AGL places $20bn price ticket on early coal exit

Power big AGL says its wants $20 billion to expedite its transfer away from coal-fired energy era and obtain net-zero by 2035.

Australia’s greatest carbon emitter introduced on Thursday its plans to cut back emissions from 40 million tonnes to net-zero by the top of FY23. The corporate is bringing forward the closure date of the Loy Yang energy plant in Victoria’s Latrobe Valley to 2035 and its Bayswater coal plant in NSW’s Hunter Valley will shut between 2030 and 2033, AGL chair Patricia McKenzie stated.

“This represents some of the vital decarbonisation initiatives in Australia,” she stated. “Our decarbonisation and power funding technique units a transparent pathway for the corporate’s future and its main position in Australia’s power transition.”

AGL’s Loy Yang An influence station is destined to shut a decade sooner than flagged.Credit score:Fairfax Media

AGL was pressured into conducting a strategic assessment of its enterprise after its greatest shareholder, tech billionaire Mike Cannon-Brookes, scuttled its deliberate demerger of its coal-fired energy stations from its retail arm.

The tip of the demerger has additionally seen a reshuffle on the prime at AGL, with chief govt Graeme Hunt and chairman Peter Botten each stepping down.

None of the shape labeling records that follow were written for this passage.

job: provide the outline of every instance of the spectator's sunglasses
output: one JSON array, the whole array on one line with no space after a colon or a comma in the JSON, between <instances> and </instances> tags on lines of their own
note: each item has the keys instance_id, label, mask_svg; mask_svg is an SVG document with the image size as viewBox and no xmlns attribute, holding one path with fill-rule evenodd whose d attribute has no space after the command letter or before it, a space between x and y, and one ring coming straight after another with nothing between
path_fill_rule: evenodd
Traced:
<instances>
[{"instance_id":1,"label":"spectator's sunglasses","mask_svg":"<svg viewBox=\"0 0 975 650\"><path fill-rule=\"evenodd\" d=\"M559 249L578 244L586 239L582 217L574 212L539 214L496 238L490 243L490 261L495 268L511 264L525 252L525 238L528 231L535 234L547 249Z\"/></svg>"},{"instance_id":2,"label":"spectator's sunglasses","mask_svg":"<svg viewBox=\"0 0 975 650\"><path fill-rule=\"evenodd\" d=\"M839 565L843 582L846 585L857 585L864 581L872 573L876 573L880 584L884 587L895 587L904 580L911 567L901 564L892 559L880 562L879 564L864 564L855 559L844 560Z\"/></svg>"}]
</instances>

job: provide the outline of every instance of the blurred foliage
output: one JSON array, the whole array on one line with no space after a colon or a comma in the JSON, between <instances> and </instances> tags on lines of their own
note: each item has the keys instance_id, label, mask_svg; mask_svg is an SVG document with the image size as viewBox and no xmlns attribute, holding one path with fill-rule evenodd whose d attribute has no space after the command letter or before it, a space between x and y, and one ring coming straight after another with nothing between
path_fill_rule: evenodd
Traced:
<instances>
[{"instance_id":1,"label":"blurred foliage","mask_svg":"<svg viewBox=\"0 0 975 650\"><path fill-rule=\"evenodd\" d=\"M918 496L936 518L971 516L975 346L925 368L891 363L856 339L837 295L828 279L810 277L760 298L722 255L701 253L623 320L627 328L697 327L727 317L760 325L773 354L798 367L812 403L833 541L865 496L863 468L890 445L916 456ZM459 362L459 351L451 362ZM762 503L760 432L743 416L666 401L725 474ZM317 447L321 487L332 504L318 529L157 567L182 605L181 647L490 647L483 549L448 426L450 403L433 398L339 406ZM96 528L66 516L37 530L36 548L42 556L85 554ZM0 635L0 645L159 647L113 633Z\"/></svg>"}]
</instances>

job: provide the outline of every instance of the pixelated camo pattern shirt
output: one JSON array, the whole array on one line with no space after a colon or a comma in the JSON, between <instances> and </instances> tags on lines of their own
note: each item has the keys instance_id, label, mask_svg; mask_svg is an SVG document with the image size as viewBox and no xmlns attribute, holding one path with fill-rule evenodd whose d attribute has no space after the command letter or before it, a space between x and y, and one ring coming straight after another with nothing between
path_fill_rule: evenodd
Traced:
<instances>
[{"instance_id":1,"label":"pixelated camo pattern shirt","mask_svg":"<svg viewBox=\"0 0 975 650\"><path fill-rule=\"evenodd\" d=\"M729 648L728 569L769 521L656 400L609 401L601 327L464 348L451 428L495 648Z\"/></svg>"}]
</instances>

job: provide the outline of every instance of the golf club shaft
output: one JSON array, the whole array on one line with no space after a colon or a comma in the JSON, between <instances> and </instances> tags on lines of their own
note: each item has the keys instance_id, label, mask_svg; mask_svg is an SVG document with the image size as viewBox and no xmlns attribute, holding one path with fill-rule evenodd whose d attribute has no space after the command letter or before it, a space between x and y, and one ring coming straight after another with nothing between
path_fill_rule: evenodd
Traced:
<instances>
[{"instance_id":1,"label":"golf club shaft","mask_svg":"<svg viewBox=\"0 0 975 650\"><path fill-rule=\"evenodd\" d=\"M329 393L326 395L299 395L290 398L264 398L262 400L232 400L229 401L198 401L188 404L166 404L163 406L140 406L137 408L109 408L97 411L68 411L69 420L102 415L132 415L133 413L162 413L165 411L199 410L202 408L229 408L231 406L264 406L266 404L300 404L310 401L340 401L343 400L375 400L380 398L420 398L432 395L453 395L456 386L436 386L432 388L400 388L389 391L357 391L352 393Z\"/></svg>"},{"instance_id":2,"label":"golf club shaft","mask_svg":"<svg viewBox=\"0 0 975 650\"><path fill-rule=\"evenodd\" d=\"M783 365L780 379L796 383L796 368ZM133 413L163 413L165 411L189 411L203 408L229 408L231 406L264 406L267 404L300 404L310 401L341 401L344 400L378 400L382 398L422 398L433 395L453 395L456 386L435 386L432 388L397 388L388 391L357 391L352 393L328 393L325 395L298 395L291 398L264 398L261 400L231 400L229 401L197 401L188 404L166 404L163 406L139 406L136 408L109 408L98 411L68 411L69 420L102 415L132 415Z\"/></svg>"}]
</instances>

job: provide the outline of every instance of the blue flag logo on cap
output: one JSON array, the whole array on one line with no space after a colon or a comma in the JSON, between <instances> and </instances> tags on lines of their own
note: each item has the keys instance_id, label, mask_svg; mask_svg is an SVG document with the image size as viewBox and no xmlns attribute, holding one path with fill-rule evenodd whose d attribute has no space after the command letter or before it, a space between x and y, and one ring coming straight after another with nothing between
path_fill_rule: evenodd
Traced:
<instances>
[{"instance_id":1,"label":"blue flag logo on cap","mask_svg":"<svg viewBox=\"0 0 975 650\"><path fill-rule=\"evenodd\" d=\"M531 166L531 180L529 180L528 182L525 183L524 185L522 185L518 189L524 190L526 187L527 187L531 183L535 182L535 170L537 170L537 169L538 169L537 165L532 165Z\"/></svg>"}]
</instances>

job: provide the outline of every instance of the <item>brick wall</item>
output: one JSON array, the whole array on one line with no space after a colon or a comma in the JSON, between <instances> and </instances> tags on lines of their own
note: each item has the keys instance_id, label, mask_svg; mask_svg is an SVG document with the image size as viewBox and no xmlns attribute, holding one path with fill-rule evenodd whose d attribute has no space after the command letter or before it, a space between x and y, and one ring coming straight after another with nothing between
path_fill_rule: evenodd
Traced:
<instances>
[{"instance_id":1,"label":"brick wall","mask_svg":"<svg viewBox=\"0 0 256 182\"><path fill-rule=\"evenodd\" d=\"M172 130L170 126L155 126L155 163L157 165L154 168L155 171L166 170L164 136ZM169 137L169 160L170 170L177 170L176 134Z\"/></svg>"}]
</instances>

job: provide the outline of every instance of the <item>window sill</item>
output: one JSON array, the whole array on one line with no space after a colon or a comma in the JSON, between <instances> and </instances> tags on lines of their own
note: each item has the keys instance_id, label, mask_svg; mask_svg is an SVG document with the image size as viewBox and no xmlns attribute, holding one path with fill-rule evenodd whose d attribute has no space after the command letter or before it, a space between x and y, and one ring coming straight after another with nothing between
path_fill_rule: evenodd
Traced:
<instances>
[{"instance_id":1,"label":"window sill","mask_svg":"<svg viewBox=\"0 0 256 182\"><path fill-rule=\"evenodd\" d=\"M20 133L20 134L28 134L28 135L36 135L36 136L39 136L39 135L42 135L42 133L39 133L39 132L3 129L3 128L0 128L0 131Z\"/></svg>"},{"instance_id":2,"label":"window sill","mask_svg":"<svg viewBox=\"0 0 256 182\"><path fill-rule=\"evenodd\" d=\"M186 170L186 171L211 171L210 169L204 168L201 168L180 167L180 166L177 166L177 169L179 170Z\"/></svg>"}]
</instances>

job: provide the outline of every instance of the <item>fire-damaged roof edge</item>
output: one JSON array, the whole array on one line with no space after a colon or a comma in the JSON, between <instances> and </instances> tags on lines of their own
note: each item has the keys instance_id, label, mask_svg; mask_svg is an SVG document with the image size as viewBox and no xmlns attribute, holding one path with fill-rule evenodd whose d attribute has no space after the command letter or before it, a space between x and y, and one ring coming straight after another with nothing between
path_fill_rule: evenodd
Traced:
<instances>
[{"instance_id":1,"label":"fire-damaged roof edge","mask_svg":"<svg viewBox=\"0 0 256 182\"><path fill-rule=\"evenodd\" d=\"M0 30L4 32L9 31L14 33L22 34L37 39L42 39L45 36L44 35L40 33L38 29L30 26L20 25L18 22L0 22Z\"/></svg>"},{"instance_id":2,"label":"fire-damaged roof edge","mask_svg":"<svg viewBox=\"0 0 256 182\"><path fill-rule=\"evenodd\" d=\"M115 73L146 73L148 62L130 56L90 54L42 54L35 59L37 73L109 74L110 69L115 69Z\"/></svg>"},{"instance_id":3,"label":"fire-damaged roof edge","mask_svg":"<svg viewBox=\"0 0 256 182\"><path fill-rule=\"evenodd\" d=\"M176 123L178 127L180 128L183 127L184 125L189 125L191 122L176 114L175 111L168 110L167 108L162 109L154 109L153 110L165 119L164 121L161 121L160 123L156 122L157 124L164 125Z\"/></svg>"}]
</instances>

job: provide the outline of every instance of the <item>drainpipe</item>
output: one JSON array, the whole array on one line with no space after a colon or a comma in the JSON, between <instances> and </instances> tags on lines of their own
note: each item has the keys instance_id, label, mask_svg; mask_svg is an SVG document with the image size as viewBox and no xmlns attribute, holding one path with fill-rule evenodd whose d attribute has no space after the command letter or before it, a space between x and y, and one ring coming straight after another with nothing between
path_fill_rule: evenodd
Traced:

Cannon-Brookes, by means of his personal funding agency Grok ventures, has since been agitating to reshape AGL’s board.

After forcing AGL to rescind its resolution to nominate Paula Dwyer, former chair of gaming big Tabcorp and Healthscope, as Botten’s substitute, Cannon-Brookes on Wednesday expressed his assist for 4 impartial non-executive administrators to be put in on AGL’s board.

The 4 embrace Kerry Schott, the previous chair of the Power Safety Board, Prof John Pollears, CSR board member, Christine Holman, and photo voltaic power veteran, Mark Twidell.